There was a scrambling sound, followed by the loud creak of a chair, and then Faulkner let out an undignified squeak. Next came Draco’s voice, no longer so casual. “I’d think twice before finishing that thought, old boy,” he said. “That attitude has fallen severely out of favor lately. Everyone who’s anyone knows it’s character, not blood, that brings out the best in people.” 

The chair scraped against the tile floor, as though Faulkner had hastily stood up. “You’ve changed, Malfoy,” he said coldly.

“Have I?” Draco’s tone was light once more. “Well, one does one’s best.”

Hermione had just enough time to cast a Disillusionment charm on herself before Faulkner strode by, looking angry and quite red in the face. Hermione took a moment to collect herself before she went looking for Draco, but he had already disappeared.

-o0o-

It was a few days before Hermione caught sight of Draco Malfoy again. Curiosity had bloomed in her heart since the day she had overheard him dress down her boss in the alcoves. She found it interesting, and not a little encouraging, that news of the encounter did not reach her ears from outside sources. She had to assume Draco was not a gossip. Meanwhile, Faulkner had been treating her with a bit more deference. This had not been Draco's stated intention that day, but Hermione credited him anyway. 

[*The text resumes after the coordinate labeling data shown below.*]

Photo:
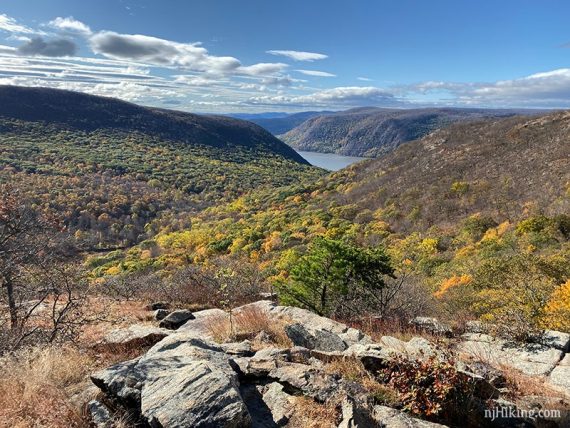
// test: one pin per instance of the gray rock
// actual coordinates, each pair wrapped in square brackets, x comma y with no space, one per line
[431,325]
[305,379]
[392,418]
[136,335]
[99,414]
[312,338]
[158,305]
[160,314]
[280,404]
[200,326]
[176,319]
[555,339]
[531,359]
[560,377]
[356,416]
[122,382]
[180,382]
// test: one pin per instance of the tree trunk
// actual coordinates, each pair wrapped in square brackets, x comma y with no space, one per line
[11,303]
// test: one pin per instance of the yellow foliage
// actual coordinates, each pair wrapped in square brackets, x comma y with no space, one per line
[429,245]
[557,310]
[454,281]
[113,270]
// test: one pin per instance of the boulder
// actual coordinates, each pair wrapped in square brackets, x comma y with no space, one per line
[388,417]
[160,314]
[269,405]
[355,415]
[432,326]
[136,335]
[176,319]
[99,414]
[306,380]
[121,382]
[180,382]
[311,338]
[158,305]
[200,325]
[530,359]
[555,339]
[560,376]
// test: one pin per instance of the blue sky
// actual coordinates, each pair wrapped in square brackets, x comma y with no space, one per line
[229,56]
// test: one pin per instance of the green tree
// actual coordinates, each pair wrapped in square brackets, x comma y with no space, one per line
[331,272]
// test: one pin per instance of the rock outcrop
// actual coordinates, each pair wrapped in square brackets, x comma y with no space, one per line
[188,380]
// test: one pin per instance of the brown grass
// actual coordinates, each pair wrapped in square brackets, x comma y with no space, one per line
[310,414]
[353,370]
[247,323]
[521,385]
[36,387]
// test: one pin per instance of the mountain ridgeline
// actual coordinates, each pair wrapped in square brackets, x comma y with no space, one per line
[82,112]
[371,132]
[280,123]
[113,169]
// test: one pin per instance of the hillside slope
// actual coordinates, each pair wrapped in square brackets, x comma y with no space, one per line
[87,113]
[283,124]
[111,168]
[371,131]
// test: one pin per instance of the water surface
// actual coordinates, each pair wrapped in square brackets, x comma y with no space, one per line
[330,161]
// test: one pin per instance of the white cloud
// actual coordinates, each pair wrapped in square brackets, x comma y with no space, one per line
[340,97]
[10,25]
[262,68]
[299,55]
[316,73]
[546,89]
[70,24]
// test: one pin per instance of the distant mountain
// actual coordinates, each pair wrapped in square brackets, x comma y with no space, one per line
[87,113]
[113,170]
[280,123]
[371,131]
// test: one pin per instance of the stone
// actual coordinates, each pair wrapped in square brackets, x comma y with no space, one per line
[432,326]
[99,414]
[176,319]
[560,376]
[136,335]
[280,404]
[160,314]
[356,416]
[158,305]
[530,359]
[388,417]
[180,382]
[200,326]
[312,338]
[305,379]
[121,382]
[555,339]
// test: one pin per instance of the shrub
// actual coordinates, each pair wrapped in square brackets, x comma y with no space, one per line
[557,310]
[429,388]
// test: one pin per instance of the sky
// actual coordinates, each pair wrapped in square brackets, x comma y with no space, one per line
[228,56]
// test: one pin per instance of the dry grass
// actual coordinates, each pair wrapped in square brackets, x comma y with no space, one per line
[310,414]
[247,324]
[36,387]
[353,370]
[522,385]
[391,327]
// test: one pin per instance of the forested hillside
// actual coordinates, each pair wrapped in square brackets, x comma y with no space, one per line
[371,132]
[469,215]
[113,171]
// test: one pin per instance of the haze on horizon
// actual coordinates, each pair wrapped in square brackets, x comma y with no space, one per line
[264,56]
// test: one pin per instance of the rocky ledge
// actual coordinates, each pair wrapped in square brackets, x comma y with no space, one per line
[188,380]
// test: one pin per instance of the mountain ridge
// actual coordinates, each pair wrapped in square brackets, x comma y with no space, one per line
[372,131]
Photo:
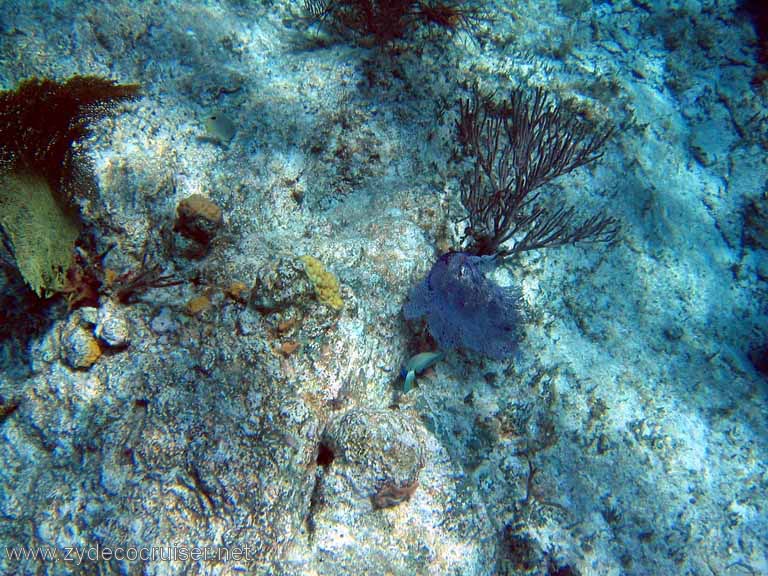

So when she ran across Draco in the Restricted Section, sitting at a narrow countertop beneath shelves of ancient, chained books, she gave in to her impulse and approached his table. Draco looked up, and she nearly smiled to see a smudge of ink on his nose. 

“Good afternoon,” said Draco in a neutral tone.

It was on the tip of Hermione’s tongue to thank him for sticking up for Muggleborns—and for her--but to admit to eavesdropping was out of the question. He continued looking at her, waiting. She began to panic. What excuse could she give for standing here like a statue? “Mr. Malfoy, you, erm ...” She pointed to his book. “You’ve dog-eared a page. That’s, you know. Against the rules.” 

He gave a wry smile, treating her remark like the awkward ice-breaker that it was. “Forgive me," he replied. "At least I have not unchained any of the books, as you can see.” He rattled one of the chains to prove his point. 

Emboldened, she returned his smile and sat down beside him. “So you _have_ read the library rules. I was beginning to despair.” 

“When it comes to rules, Slytherins adopt a more tactical approach than most,” said Draco.

Hermione nodded. “While Gryffindors defend rules to the death.” She peered at his notes and tried to decode his crabbed handwriting in the gloom. “What are you working on? I can't believe I've never asked. It looks rather arcane."

“Oh, gods, please don’t ask. It's a work project. Ghastly. I can’t wait to be shut of the whole bloody topic. Studying arithmancy makes me want to behave badly."

She smothered a smile. "Oh, it makes you _want_ to behave badly. Well, you've really suppressed the urge so far. Well done."

"Suffice to say, I expect a fat promotion when my paper is done.”

“I’m sure you’ll get one.” Hermione leaned on the countertop and rested her cheek on her hand so she could regard Draco more carefully. She had another thing to say to him, something that had been weighing on her mind. “Listen, Draco, about the house-elf thing the other day ... I’ve felt terrible about it, and I wish I could apologize. To Gaston, that is,” she added.

“Oh, naturally Gaston,” he agreed with quirk of his brow. “What was wrong? Why did you say that?”

“Because it’s a rule.” Hermione rolled her eyes. “A terrible rule, but a rule. You see, here in the Ministry, house-elves are not permitted to touch books at all. If they ever learned to read, it might give them ideas above their station. It’s an old law from medieval times.” She sighed. “I hate it. I hate everything it stands for. But I’m powerless to change it, being such a low-ranking member of the Ministry, and Faulkner won’t hear of any challenges to the _status quo_.” 

Draco was quiet a moment, and Hermione wondered if he had taken offense at her attitude. What he said next surprised her. “Granger … Hermione … I own two house-elves of my own, you know. Gaston you met. The other is named Brownie. I inherited them a few years ago. 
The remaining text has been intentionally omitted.